Jack doesn't disagree. "There was a time I would starve to death before I would come in here and take one of those doughnuts," he says, noting the refreshments the Millionair Club provides. Now, he says he recommends them to others.
"What do you mean?" Ernst laughs. "You stash two of them in your pocket like the rest of them." On the table between them are two baggies of Cheerios and a cinnamon roll wrapped in a napkin—saved from the club's free breakfast and intended for their lunch.
When 9:15 rolls around, Jack gets his assignment: He is to meet someone who needs a small guy to crawl beneath a house, to some unspecified end. Unlike some, this employer doesn't provide transportation, so Jack needs their last dollar and change for bus money. Ernst will have to walk to Queen Anne to talk to the property management company where he was supposed to be by now—in a temperature of 80 degrees and climbing fast. We all agree to meet later and go to their campsite.

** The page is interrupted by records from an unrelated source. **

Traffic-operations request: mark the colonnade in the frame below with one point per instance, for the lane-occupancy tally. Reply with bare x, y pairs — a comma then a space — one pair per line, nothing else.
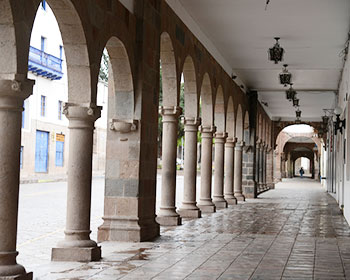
227, 187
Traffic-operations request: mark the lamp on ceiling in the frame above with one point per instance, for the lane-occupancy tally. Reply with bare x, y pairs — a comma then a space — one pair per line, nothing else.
338, 124
291, 93
276, 52
285, 76
295, 102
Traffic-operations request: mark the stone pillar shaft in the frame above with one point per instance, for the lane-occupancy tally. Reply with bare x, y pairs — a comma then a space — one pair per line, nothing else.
167, 215
261, 166
12, 95
238, 171
205, 204
229, 169
189, 207
218, 194
77, 245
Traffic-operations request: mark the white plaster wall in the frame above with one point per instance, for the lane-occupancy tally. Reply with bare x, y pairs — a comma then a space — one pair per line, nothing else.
46, 25
343, 102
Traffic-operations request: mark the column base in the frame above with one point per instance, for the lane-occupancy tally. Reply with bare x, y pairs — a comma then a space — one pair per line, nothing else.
207, 208
26, 276
169, 220
190, 213
220, 204
231, 201
127, 229
240, 197
75, 254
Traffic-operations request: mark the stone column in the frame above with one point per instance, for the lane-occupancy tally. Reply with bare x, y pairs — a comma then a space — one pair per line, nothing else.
167, 215
205, 203
264, 166
229, 163
238, 172
189, 207
77, 245
261, 166
218, 193
258, 178
12, 95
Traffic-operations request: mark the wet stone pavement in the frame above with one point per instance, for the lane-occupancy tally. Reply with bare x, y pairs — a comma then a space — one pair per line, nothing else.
293, 232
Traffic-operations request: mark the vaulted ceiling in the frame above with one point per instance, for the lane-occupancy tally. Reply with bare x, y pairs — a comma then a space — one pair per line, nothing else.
313, 34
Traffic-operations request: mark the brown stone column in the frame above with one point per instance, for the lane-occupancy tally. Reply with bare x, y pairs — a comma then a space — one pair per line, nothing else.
167, 215
264, 166
229, 163
189, 207
205, 203
77, 245
261, 166
238, 171
12, 95
218, 193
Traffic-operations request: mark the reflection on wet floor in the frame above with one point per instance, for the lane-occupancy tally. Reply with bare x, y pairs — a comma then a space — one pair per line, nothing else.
294, 232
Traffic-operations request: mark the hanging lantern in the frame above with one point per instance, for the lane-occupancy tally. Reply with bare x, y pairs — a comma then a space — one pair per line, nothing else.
285, 76
276, 52
291, 93
295, 102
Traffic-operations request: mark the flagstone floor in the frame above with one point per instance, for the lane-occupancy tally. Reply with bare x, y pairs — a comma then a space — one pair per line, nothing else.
293, 232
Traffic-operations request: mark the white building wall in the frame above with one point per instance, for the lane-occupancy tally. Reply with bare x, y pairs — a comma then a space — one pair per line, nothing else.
46, 25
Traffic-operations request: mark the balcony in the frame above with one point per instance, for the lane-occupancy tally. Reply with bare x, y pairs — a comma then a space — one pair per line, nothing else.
44, 64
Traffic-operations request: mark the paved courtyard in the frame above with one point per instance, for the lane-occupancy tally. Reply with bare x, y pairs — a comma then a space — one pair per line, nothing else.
293, 232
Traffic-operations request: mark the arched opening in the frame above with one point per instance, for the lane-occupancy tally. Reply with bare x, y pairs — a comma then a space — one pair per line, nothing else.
59, 64
220, 119
291, 142
239, 124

At 4pm I arrive at the Club to find Jack and Ernst taking advantage of today's free dinner—a not-so-appetizing mound of rice covered by a red sauce and sliced sausages. Jack and Ernst choke down a few bites and give up. In my car on the way to Des Moines, Jack discloses that the day was a "bust." The employer he was supposed to meet in an IHOP parking lot never showed. He waited almost two hours. As his bus transfer was about to expire, he decided he should call the Millionair Club and ask what to do. But he had no money for the phone. "I got my first experience of panhandling today," he says, sounding slightly amused. After scoring 35 cents, he phoned the Club, which told him he could return and get first crack at any job that came in during the rest of the day. None did.
Meanwhile, Ernst and his employer agreed that he couldn't perform his job without a car; no more job. He then went to check on a job on a fish-processing boat; their latest plan, he explains, is to "get on a processing boat. They'll take care of room and board. When we come back, we'll have enough money to wait out the two or three weeks until we get the first paycheck." Ernst figures they'll also have enough for the deposit on an apartment. But he gets no definite answer; a processor job might be available from anytime this month to September.
The couple's short-term plan is more concrete. Ernst will also sign up at the Millionair Club. That's not easy, since the Club limits the applications it takes each day, to get a good place in line, he must be there by 4:30am. There's no bus from Des Moines that early, so he'll have to spend the night on the streets.
SLEEPING ON THE STREET is nothing like the campsite Jack and Ernst have found. It's a beautiful stretch of woods within spitting distance of the beach. "I call it a working vacation," Jack says with a smile. As at most campsites, however, they can only stay for a limited time—10 days in this case. To get another 10 days, they'll switch names on the registration form. Then if they can bum a ride off someone, they'll move to another campsite a few miles away, stay there 20 days, move back and so on.
Knowing full well that their intricate plans could go awry at any step, Jack and Ernst take turns being optimistic and pessimistic. Earlier that day, Jack recalls, he asked Ernst for a reality check on the fishing-boat scheme: "Is that a fantasy I'm holding onto?"
Are they on a dead-end trail? Possibly not. Many people in their situation do get up and out. Rick Reynolds, executive director of the late-night shelter referral service Operation Nightwatch, estimates that 25 percent of the people he sees are "short-termers" overcoming whatever temporary crises landed them on the street.
At a weak moment, though, Ernst laments that even if he and Jack find housing, his long-term prospects are dubious: "I figure I'm 46, I'm one of those people who's never going to get on my feet. I don't have a trade or profession. I'll never make the kind of money where I could hope to buy a home."
But more immediate concerns intrude. Night is around the corner, and Jack and Ernst need to get to sleep soon so they can make their 5:30 bus in the morning.